Multicore chips need to be mini-internets

Li-Shiuan Peh, the Singapore Research Professor of Electrical Engineering and Computer Science at MIT, said that in the future massively multicore chips will need to resemble little Internets.

Peh told the International Symposium on Computer Architecture that each core will need an associated router, and data travels between cores in packets of fixed size.

This week Peh’s group unveiled a 36-core chip that features just such a “network-on-chip” to make his point.

This chip fixes the cache coherence problems that have stuffed up previous attempts to design networks-on-chip. Until now ensuring that cores’ locally stored copies of globally accessible data remain up to date has been a problem.

Most chip cores are connected by a bus and when two cores need to communicate, they’re granted exclusive access to the bus.

But that approach won’t work as the core count mounts as cores spend all their time waiting for the bus and when one finally shows up several arrive at the same time.

Bhavya Daya, an MIT graduate student in electrical engineering and computer science, and first author on the new paper said that in a network-on-chip, each core is connected only to those immediately adjacent to it.

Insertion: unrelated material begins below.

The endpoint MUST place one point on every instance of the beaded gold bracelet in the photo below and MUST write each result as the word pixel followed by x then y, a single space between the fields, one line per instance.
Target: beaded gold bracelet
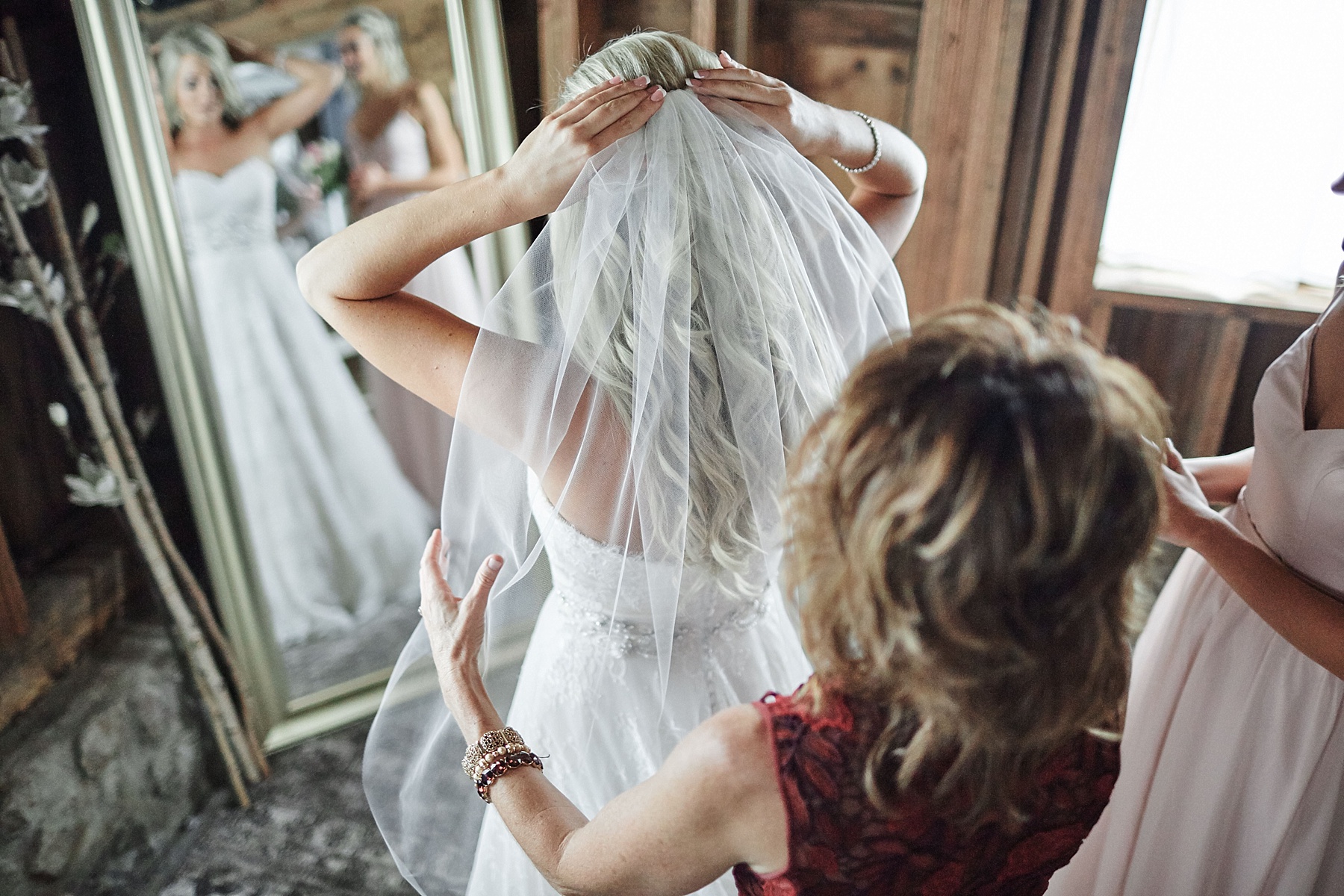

This means that it is possible to reach the neighbouring chip really quickly and have multiple paths to your destination. So if you’re going way across, rather than having one congested path, you could have multiple ones.

But the bus system makes it easier to maintain cache coherence. Every core on a chip has its own cache, a local, high-speed memory bank in which it stores frequently used data. As it performs computations, it updates the data in its cache, and every so often, it undertakes the relatively time-consuming chore of shipping the data back to main memory.

To fix the problems of another core needing the data before it’s been shipped, chips use a protocol called “snoopy,” because it involves snooping on other cores’ communications.

But in a network-on-chip, data is flying everywhere, and packets will frequently arrive at different cores in different sequences. The implicit ordering that the snoopy protocol relies on breaks down.

Daya, Peh, and their colleagues solve this problem by equipping their chips with a second network.

Groups of declarations reach the routers associated with the cores at discrete intervals — intervals corresponding to the time it takes to pass from one end of the shadow network to another. Each router can thus tabulate exactly how many requests were issued during which interval, and by which other cores. The requests themselves may still take a while to arrive, but their recipients know that they’ve been issued.

After testing the prototype chips to ensure that they’re operational, Daya intends to load them with a version of the Linux operating system, modified to run on 36 cores, and evaluate the performance of real applications, to determine the accuracy of the group’s theoretical projections.

At that point, she plans to release the blueprints for the chip, written in the hardware description language Verilog, as open-source code.